One way to create a good culture of masculinity is for men to have female heroes and role models. Let me name you some of mine: From the Bible, Mary of course, the teenage peasant girl whom God chose to bring his Son into the world, to nurse him into manhood, then had to watch him die on the cross. No, I’m not going Roman Catholic any time soon, but we should all call Mary “blessed.”
I was just at a meeting where the (male) speaker seemed to be saying that, according to the Bible, courage is a distinctively masculine characteristic and fearfulness a distinctively feminine one. The cited verses (1 Cor 16:13; Isa 19:16) don't seem to me to teach that. I can't get out of my head the story of Baptist missionary Lottie Moon interposing herself between an angry mob and a man they were beating to death, announcing that the mob would have to kill her first.

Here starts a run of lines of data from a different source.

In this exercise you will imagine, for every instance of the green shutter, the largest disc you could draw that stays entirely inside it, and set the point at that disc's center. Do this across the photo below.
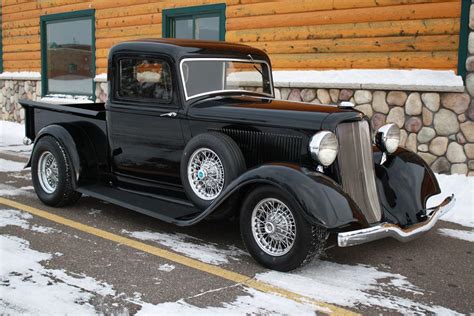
(463, 38)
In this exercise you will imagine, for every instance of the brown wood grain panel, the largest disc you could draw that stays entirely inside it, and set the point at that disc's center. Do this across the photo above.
(376, 14)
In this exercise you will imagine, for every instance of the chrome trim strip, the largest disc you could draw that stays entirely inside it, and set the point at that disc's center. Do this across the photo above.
(384, 230)
(222, 59)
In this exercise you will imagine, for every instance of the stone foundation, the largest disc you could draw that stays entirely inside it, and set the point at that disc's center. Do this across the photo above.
(437, 126)
(13, 90)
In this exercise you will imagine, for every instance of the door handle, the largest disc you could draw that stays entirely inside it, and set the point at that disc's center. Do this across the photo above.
(170, 114)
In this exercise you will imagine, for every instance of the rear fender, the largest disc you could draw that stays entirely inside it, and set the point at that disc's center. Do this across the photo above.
(404, 182)
(321, 199)
(78, 147)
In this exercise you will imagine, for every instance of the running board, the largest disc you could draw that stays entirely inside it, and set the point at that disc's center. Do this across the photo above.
(166, 210)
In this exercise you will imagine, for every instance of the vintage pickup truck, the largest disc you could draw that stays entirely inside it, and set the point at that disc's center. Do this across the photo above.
(192, 130)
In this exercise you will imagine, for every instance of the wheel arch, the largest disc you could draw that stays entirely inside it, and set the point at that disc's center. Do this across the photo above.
(321, 200)
(79, 149)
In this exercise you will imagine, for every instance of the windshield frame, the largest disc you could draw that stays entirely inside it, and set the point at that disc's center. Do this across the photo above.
(249, 61)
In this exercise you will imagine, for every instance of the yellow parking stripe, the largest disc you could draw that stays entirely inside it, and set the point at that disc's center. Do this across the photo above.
(183, 260)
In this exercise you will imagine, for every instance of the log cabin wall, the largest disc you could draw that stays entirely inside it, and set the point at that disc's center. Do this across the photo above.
(298, 34)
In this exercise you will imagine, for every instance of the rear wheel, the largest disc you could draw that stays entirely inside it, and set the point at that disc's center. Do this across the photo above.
(52, 173)
(276, 234)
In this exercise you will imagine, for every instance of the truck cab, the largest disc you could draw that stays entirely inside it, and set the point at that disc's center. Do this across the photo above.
(192, 130)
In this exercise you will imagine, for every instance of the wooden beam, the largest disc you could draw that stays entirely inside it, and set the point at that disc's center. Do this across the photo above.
(392, 13)
(349, 30)
(374, 44)
(295, 6)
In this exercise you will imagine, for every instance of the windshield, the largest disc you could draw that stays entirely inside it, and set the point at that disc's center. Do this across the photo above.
(205, 76)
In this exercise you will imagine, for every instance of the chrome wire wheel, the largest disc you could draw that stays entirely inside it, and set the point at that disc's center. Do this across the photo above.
(206, 174)
(273, 227)
(48, 172)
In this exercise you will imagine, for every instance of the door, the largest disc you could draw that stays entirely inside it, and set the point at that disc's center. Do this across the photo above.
(144, 121)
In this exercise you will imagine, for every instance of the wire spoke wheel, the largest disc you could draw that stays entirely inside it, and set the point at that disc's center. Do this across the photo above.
(273, 227)
(48, 172)
(206, 174)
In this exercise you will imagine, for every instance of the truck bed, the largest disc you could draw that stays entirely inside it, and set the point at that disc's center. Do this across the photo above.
(86, 109)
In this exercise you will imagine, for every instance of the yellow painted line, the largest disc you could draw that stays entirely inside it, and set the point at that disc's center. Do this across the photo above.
(180, 259)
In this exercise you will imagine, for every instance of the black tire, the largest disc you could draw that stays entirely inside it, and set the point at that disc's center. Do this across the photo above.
(229, 154)
(64, 193)
(309, 241)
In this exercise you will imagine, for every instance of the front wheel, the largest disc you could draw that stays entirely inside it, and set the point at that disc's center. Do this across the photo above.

Perhaps it would be wiser for men not to make claims about courage until after they have given birth to a baby.
Read anything from A Mighty Girl. So many remarkable stories about women we all should know. https://www.facebook.com/amightygirl/
Josephine Butler considered the mother of feminism. Married to English clergyman her contribution to the moral fibre of Britain and Europe, according to Prof Sarah Williams was as significant as that of William Wiberforce
Annie Dillard taught me to see the things I look at; Flannery O’Connor has helped me know and laugh at my hypocrisy and shallow judgments; I’d sit and listen to Simon Weil for days. I also adore and probably mimic the writing of Anne Lamott. Teresa of Ávila and Julian of Norwich were probably on a another plane entirely. Anna the prophetess gave me my retirement plan.